How about this: Luke gets some female student of his pregnant, but runs off before he finds out about it; the woman, chased by First Order baddies, leaves the kid on that planet while she races off to lead the pursuit away from her kid (meaning to double back for her when the heat was off); woman is killed in the ensuing fight.
So Rey is Luke’s daughter but neither of them know it.
Nonsense. James Bond may be an unrealistically competent renaissance man, but he is also a man who has spent at least fifteen years in his profession after having been hand-picked for his suitability for this role, which makes his competence easier for the audience to buy as being credible. Star Wars has a similar niche in its own setting: the Jedi Master. That is what is wrong with Rey’s breadth and depth of skills - that she should be this good by the time she becomes a Jedi Master, not right out of the gate.
I, for one, am hoping that Rey is of absolutely no significant parentage whatsoever. Seems to me that it makes for a much better story, and a much more interesting counterpoint to Luke’s tale, if Rey is just an orphan scavenger who is guided by the Force to greatness, than if she’s only who she is because her parents/grandparents were special.
I think this would be extremely unlikely. The movie spends a lot of time setting up her abandonment as significant. It would be a big surprise, to say the least, if she was abandoned merely because her nobody-special parents decided it would be more amusing to tour the universe child-free.
I’ll give you Ripley, in exchange for you giving me Bond. On the other hand, it didn’t take a lot of searching to find discussions about whether or not Katniss is a Mary Sue–there are advocates of both sides of the question. It’s actually not that easy to Google, because there is a website about women in geekdom called “The Mary Sue,” which tends to show up as a result any time you search a female character’s name together with the words Mary Sue.
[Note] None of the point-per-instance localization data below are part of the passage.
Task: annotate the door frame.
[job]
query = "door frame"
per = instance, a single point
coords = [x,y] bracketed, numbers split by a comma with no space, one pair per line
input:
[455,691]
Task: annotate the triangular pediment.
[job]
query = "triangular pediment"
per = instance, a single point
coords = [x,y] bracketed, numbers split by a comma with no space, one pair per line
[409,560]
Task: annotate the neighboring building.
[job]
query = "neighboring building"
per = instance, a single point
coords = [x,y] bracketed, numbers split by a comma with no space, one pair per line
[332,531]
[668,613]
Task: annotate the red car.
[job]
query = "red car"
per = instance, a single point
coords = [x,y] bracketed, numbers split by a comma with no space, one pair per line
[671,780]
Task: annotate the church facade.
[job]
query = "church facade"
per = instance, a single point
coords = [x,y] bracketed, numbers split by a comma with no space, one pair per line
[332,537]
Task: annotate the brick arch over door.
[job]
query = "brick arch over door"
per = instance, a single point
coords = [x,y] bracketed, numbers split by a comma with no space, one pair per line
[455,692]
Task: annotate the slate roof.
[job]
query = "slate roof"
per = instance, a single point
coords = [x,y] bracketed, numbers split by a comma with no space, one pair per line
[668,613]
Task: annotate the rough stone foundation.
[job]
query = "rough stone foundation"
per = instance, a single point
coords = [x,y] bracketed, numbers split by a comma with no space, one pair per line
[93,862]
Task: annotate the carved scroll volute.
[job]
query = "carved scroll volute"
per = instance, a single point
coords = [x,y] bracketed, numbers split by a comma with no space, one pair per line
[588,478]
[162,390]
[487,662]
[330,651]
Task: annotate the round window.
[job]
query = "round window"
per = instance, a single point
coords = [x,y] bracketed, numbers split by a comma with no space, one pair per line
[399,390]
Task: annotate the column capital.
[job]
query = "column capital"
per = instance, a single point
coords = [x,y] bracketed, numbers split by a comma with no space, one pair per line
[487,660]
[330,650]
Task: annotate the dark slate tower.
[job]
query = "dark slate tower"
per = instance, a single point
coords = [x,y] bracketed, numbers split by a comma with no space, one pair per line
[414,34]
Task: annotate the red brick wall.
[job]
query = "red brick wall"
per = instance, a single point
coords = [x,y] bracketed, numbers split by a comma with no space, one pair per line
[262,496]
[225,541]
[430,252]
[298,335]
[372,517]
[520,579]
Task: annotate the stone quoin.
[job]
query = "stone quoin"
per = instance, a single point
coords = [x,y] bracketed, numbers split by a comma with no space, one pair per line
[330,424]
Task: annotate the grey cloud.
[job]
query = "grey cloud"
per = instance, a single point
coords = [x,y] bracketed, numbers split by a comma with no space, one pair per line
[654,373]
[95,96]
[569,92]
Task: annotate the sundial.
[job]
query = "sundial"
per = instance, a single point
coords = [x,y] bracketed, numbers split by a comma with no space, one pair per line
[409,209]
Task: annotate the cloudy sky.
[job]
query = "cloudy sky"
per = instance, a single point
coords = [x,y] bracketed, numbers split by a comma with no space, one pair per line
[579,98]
Jragon has some good thoughts on the matter, with which I largely agree.
[QUOTE=ElvisL1ves]
Shooting womp rats.
[/QUOTE]
I’m betting those womp rats weren’t shooting back, and they probably didn’t have fighter cover.
Except most of the skills that earn Rey the label of “Mary Sue” are things that she explicitly knew how to do before the movie started. Piloting, repair, and fighting are all things she already knows how to do before we first meet her in the movie. If Bond isn’t a Mary Sue because he’s got a backstory to explain how he has those skills (and that doesn’t actually disqualify him from “Mary Sue” status, but whatever) then Rey should be granted the same license.
Which leaves us with her Force powers. And what are those powers? She mind tricks a Stormtrooper - who are famously weak-willed - and she levitates a foot long piece of metal. Neither of these are exceptional feats of Force ability, and most importantly, she does both immediately after Ren uses those powers against her. Is that “too fast” for her to pick up those powers? Who can say? It doesn’t seem that much faster than Luke picked up his. He was blocking blaster bolts blindfolded after about three minutes of conversation with Ben, and that was the whole sum of his training before he blew up the Death Star.
Here is the fundamental problem with Rey: She only works as a character if you’re wiling to engage in some epic-level making-stuff-up-in-your-head. If you don’t, then she basically turns into a massive plot device. It’s even worse because all her character bits are front-loaded, so she becomes remarkably dull in the second half of the movie, exactly when she suddenly gains multiple superpowers.
This movie simply does not stand on its own. I honestly don’t think it can stand on its own as a film. This is fanservice with a half-billion in marketing behind it. IN the end, the movie is entertaining, but not fulfilling. It’s a solid popcorn film, but that’s also not some amazing feat of daring. The current metacritic use score of 7.4 feels about right to me: good, but it’s not going to leave any lasting impression.